Mas tudo o que é demais faz mal e no caso da celeuma que estalou à volta de Patrick Reed pode até ser prejudicial. Quem já jogou golfe sabe o que é a frustração de fazer três putts e atire a primeira pedra quem nunca se insultou a si mesmo depois de uma tacada menos feliz. Ora, no WGC-HSBC Champions, que terminou no último domingo, um microfone captou Patrick Reed a dizer para si mesmo: “Nice f**king three-putt you f**king fag*ot.” 

A PGA tem regras sobre linguagem obscena e Reed será certamente alvo de um inquérito. Mas o que está a aquecer os fóruns não são os palavrões mas sim o empregar de uma palavra tipicamente utilizada para referir homens homossexuais de forma depreciativa. Ninguém contesta que a escolha de palavras foi errada mas a verdade é que o homem estava a falar consigo mesmo. Não conheço Patrick Reed pessoalmente mas contrariamente ao que alguns querem fazer crer duvido que se tenha exposto aqui uma cabala contra os homossexuais no golfe. 

Como profissional que é, Reed deveria saber que as figuras públicas são altamente escrutinadas e que quando está a jogar tudo pode ser gravado. Daí o inquérito da PGA que provavelmente resultará numa multa. Mas os temas devem ser mantidos no seu contexto e não utilizados como bandeiras para retirar conclusões desajustadas ou avançar agendas políticas. Reed errou porque, como modelo que é para as gerações mais novas, não deve praguejar. Aliás, este assumiu imediatamente o erro ao pedir desculpas públicas quando terminou a volta e lhe referiram o que tinha dito. Segundo ele, nem se lembrava das palavras que tinha usado. Problema identificado, problema endereçado – fim de história, desde que não se repita. 

Quando estes episódios ganham notoriedade perdem, por um lado, aqueles que tentam avançar questões com mérito, porque lhes é retirado tempo de antena. E perdem por outro lado os fãs e a modalidade porque todos os profissionais de golfe terão visto que para se protegerem têm de bloquear as suas emoções. 

Em 2014 Patrick Reed foi saudável tema de conversa pelos fairways e club houses deste mundo fora precisamente por falar e agir a quente. Uns acharam que ele tinha sido convencido quando, no início da temporada, se autoproclamou um dos 5 melhores jogadores do momento. Outros diziam que é precisamente essa a atitude que um vencedor deve ter. 

Durante a Ryder Cup, Reed não só foi um dos melhores jogadores da equipa americana como voltou a mostrar a sua garra ao mandar calar os adeptos europeus que o vinham vaiando. Com um pequeno gesto de “shiu”, Reed ganhou os corações dos americanos e a antipatia dos europeus. São estes episódios que deixam os adeptos a falar durante semanas e que geram drama numa modalidade que quando comparada com outras tem necessariamente menos acção. 

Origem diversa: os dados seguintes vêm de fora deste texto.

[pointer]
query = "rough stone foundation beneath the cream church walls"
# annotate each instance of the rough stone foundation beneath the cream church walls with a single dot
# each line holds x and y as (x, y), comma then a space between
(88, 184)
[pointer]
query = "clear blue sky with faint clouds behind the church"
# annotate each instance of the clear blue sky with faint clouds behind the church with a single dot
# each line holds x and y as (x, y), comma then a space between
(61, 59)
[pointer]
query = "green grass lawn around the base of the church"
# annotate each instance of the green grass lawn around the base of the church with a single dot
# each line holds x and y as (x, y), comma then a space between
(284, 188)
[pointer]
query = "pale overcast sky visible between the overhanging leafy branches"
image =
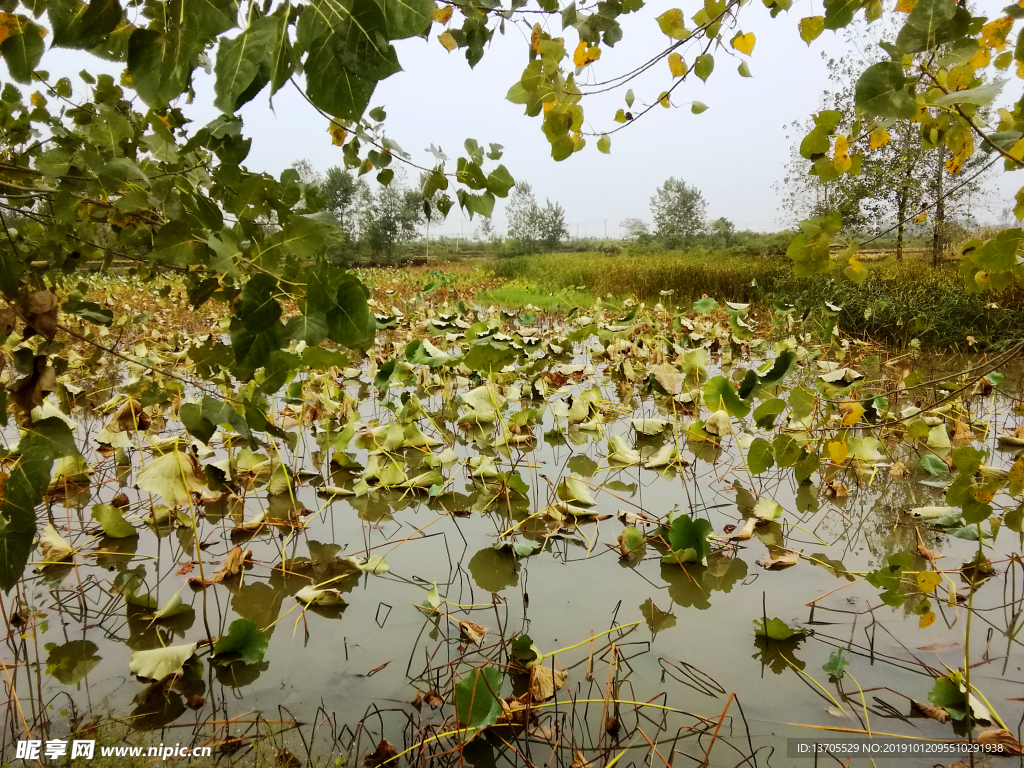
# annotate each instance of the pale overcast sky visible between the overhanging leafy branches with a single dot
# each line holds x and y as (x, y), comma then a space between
(735, 152)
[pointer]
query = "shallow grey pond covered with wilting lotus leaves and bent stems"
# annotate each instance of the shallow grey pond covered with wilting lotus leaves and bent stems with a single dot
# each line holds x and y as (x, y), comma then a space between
(538, 538)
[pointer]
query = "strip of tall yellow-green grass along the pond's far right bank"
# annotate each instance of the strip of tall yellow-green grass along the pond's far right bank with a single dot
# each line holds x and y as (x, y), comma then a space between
(899, 304)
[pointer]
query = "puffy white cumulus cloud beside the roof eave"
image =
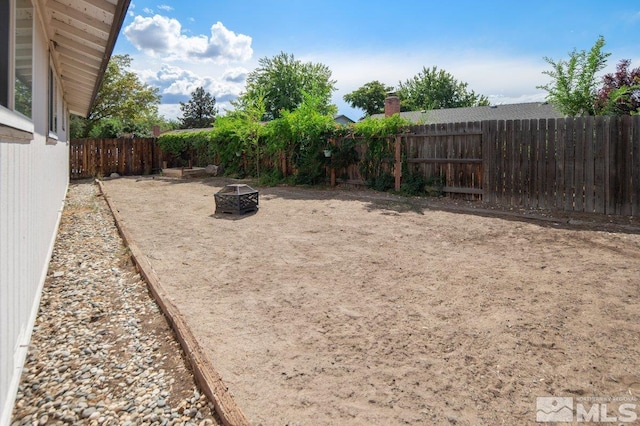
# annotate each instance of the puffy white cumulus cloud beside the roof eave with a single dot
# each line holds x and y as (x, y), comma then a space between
(160, 36)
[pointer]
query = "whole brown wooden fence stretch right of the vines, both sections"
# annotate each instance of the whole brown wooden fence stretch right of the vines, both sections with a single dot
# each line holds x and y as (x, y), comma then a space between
(586, 164)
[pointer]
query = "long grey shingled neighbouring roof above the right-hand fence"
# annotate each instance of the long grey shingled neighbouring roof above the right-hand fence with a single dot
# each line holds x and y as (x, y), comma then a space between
(530, 110)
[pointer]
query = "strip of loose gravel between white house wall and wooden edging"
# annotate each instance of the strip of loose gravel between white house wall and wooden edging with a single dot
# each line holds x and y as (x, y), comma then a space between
(101, 352)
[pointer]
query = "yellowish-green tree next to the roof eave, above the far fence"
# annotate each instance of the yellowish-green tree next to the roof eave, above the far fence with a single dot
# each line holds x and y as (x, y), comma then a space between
(122, 97)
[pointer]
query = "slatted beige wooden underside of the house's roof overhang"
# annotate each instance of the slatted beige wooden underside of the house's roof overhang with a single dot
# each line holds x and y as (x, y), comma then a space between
(83, 34)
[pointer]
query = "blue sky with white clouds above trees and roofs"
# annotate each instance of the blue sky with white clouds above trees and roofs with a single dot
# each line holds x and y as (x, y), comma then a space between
(497, 47)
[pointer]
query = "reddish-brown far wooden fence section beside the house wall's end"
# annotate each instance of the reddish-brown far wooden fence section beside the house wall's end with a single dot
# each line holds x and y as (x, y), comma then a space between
(125, 156)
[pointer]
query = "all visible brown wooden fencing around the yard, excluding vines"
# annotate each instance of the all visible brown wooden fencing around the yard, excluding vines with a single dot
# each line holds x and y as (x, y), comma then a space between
(586, 164)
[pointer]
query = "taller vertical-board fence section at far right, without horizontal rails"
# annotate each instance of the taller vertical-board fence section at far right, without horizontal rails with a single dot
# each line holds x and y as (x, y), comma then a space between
(589, 164)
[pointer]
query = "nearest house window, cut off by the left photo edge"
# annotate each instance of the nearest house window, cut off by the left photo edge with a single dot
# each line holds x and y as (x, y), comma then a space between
(16, 55)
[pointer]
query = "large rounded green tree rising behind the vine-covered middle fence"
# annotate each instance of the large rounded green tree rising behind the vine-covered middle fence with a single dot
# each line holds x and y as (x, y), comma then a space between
(282, 80)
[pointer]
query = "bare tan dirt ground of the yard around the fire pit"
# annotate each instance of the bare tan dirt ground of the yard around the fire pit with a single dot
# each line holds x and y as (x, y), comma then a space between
(360, 308)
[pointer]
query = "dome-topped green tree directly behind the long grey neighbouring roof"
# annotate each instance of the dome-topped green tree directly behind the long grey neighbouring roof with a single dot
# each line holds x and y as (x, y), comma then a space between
(434, 89)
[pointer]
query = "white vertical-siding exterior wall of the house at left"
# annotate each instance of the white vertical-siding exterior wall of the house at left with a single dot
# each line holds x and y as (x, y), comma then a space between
(34, 170)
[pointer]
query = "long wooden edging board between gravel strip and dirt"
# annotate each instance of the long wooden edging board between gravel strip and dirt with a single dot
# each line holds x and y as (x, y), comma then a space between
(206, 376)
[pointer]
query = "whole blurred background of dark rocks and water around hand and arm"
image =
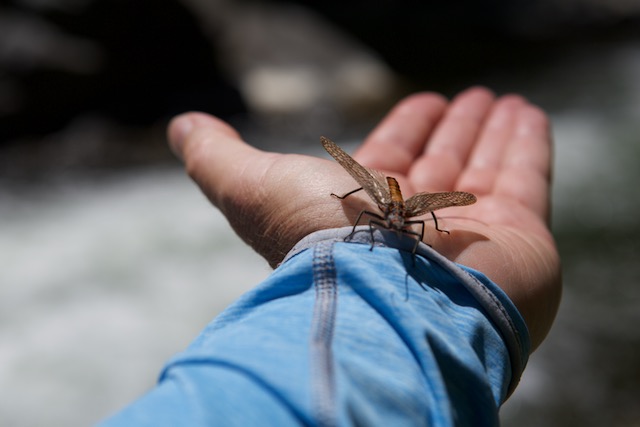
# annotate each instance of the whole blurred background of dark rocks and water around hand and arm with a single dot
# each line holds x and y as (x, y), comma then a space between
(111, 261)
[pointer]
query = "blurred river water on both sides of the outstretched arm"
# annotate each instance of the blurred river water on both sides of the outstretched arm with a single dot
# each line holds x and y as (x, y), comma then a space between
(102, 279)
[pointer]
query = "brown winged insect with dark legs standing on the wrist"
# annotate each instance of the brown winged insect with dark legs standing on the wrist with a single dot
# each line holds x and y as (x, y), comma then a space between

Esperemos que os jornalistas e as publicações de referência que atiçaram as chamas deste recente faits divers não venham a queixar-se que Patrick Reed tal como Tiger Woods e tantos outros se tornou frio e demasiado politicamente correcto – repetindo um discurso morno, asséptico e sem qualquer interesse que por não dizer nada o protege de tudo.